不易流行
経営の師匠が、「私は経営で不易流行を狙ってきた。だから、大勝ちすることはなかったけども負けることはなかった。」とおっしゃいます。「不易」はいつまでも変わらないこと。「流行」は時代々々に応じて変化することと辞書では説明されています。
経営でいうと 「流行」の先端を走ることが最も儲かる方法で、時代が変わっても変わらない「不易」を守ることが、会社を潰さず、長期的に繁栄し続けるうえでとても重要なことだと師匠は考えられています。近江商人の座右の銘である「売り手よし、買い手よし、世間よし」の「三方よし」も不易の一つと師匠から教えてもらっています。
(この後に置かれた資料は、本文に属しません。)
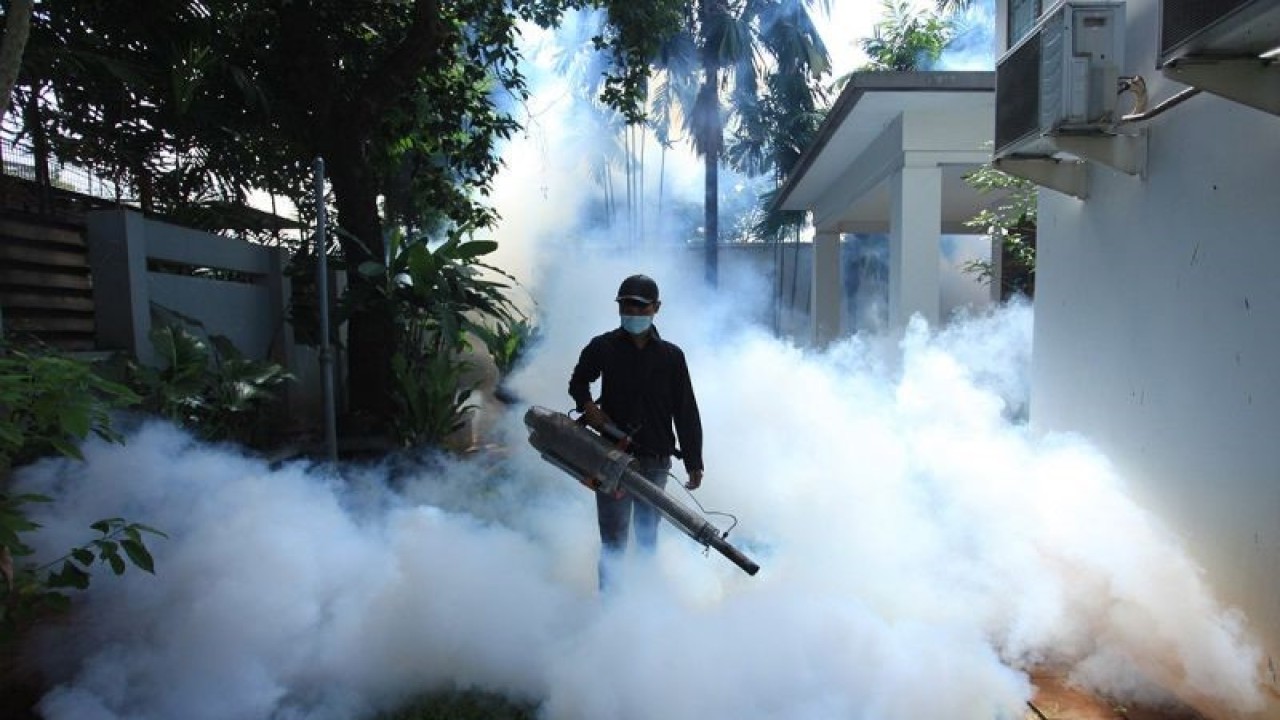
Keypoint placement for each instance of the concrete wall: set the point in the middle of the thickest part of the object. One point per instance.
(128, 254)
(864, 263)
(1157, 329)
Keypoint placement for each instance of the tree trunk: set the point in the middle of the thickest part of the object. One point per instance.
(371, 331)
(711, 167)
(713, 133)
(17, 28)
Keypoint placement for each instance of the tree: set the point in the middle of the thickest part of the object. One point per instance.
(197, 99)
(906, 39)
(17, 27)
(757, 64)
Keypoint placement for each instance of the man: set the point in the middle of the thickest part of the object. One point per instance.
(645, 391)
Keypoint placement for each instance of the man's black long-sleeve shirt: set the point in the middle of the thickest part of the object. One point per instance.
(644, 391)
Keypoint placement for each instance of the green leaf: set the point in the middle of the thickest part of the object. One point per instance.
(69, 577)
(475, 249)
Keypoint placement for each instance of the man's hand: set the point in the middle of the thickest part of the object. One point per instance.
(594, 415)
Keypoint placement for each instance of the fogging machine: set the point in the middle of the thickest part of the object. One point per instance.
(607, 468)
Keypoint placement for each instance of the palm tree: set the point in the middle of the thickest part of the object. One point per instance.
(757, 63)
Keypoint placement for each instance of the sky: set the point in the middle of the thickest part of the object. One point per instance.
(922, 551)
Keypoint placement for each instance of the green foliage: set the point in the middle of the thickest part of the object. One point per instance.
(50, 402)
(208, 387)
(438, 299)
(48, 405)
(464, 705)
(507, 341)
(1013, 222)
(906, 39)
(430, 397)
(30, 593)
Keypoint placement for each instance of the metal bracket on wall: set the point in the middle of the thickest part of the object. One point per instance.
(1124, 153)
(1249, 81)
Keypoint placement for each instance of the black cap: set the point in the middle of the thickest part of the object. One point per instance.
(640, 288)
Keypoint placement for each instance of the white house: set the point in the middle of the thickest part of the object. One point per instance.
(891, 159)
(1157, 301)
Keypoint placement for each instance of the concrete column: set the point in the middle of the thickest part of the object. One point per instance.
(118, 265)
(915, 231)
(827, 286)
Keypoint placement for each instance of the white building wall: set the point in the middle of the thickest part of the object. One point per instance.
(1157, 329)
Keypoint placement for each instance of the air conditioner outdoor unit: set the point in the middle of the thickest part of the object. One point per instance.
(1226, 28)
(1060, 78)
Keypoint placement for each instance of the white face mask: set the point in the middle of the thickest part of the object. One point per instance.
(636, 324)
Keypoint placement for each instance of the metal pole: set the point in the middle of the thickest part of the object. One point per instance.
(330, 420)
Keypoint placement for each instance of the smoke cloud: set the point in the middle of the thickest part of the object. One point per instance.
(910, 536)
(922, 551)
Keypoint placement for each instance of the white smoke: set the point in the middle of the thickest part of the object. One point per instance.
(909, 537)
(920, 552)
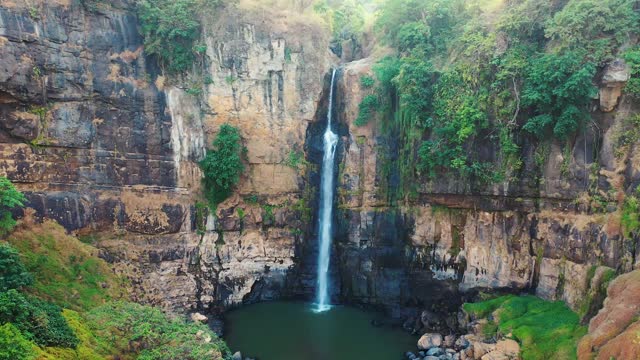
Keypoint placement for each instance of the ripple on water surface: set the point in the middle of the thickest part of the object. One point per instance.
(294, 331)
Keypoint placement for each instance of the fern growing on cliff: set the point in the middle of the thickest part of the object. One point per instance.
(10, 198)
(222, 165)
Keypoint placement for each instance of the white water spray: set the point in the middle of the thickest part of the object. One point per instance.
(326, 209)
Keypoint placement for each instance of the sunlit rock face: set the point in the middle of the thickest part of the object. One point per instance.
(105, 144)
(455, 237)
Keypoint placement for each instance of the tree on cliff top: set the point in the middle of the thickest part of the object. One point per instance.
(222, 166)
(171, 28)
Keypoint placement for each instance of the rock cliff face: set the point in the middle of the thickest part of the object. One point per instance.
(614, 332)
(542, 231)
(103, 143)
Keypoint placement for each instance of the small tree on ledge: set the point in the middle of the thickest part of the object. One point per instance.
(222, 165)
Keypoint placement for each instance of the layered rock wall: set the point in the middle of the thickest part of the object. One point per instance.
(540, 231)
(101, 141)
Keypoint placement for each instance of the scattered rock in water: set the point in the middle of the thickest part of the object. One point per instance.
(435, 352)
(197, 317)
(449, 341)
(461, 343)
(429, 340)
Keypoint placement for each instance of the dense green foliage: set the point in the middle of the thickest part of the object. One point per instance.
(37, 320)
(222, 165)
(504, 73)
(346, 19)
(630, 219)
(13, 274)
(558, 89)
(171, 29)
(10, 198)
(632, 57)
(13, 345)
(66, 271)
(50, 269)
(544, 329)
(153, 335)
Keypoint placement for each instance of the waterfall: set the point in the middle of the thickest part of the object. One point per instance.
(325, 217)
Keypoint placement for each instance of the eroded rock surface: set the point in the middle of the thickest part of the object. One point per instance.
(614, 332)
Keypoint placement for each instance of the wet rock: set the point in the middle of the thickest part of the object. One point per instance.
(429, 340)
(461, 343)
(449, 341)
(197, 317)
(481, 348)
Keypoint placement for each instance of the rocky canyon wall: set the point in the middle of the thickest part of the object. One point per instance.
(541, 231)
(101, 141)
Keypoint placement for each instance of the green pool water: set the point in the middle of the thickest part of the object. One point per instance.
(292, 331)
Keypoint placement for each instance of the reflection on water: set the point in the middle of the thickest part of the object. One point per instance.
(293, 331)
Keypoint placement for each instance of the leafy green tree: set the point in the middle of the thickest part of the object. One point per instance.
(222, 165)
(38, 321)
(558, 88)
(632, 57)
(157, 336)
(171, 28)
(13, 345)
(10, 198)
(13, 274)
(415, 86)
(409, 23)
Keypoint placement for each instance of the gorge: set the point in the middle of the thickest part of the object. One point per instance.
(401, 158)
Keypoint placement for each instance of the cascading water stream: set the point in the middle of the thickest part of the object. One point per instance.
(330, 141)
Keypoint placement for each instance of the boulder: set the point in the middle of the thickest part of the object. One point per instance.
(429, 340)
(480, 349)
(613, 331)
(197, 317)
(508, 347)
(616, 74)
(449, 341)
(461, 343)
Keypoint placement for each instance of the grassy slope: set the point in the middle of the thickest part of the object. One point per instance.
(68, 273)
(545, 329)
先日、取引先の食品の製造の会社に訪問したときに、これだけ円安になっているので、輸出はやってられるのですか? と質問をしたところ、まだ直接にはやっていません。商社を間に入れてやっています。ただ、A国とB国だけは、取引しないようにしているです。
理由を聞いてみると、以前インバウンドが流行ったじゃないですか! あの時に商品を供給してくれという依頼がたくさん来たんです。今回のコロナでインバウンドの市場がなくなりました。
政治的なことでA国、B国はすぐに渡航制限します。コロナと似たようなリスクがあると思っているのでA国、B国への輸出は考えていません。円安という流行を追わずに、キチンとリスクを考えて輸出先まで考えられているのが素晴らしいなぁと思いました。さすが200年も続く会社です。
師匠に学ぶ前の私は、○○をすれば、問い合わせが十倍になります。 といったようなすぐに売上があがるとか、利益が増えるという効果のあるセミナーに参加し、効果的な○○探しをしていました。
師匠から、「辻さんそんなの学んで何になるの?」と言われたことがあります。心の中で、売上を上げるためですよ! と思いながら、黙って聞いていました。
その時に教えてもらったのが先の「不易流行」です。「効果のある戦術は、すぐにライバルがまねして陳腐化するよ。そうするとまた新しい流行を追わなくてはならなくなる。大変な商売だね。商売の本質は信頼なんだよ。信頼を高めることが不易なんだよ」と教えてもらいました。
信頼を高める?? そんなことで売上が上がることが私には、イメージできませんでした。なぜなら、当社は下請け体質の会社だったからです。いくら親会社に納期や品質で尽くしてもそれはやってもらって当たり前という感じでした。長い付き合いがあってもライバルが安い見積もりを出せば、簡単に変わる。変わらなかったとしてもライバル会社と同じ値段にしないとダメでした。(もしかしたらそうではない会社もあるかもしれません)
しかし、今回の小冊子の販売では、直接注文をいただくだけでなく、わざわざ知り合いに紹介してくださったりと多くの応援してもらっています。おかげさまで予想を上回る結果となりました。これがきっと「信頼」というものなのだろうと感じました。師匠の言っていることの大切さを皆様から教えていただきました。これからも「不易流行」を大切にしていきたいと思います。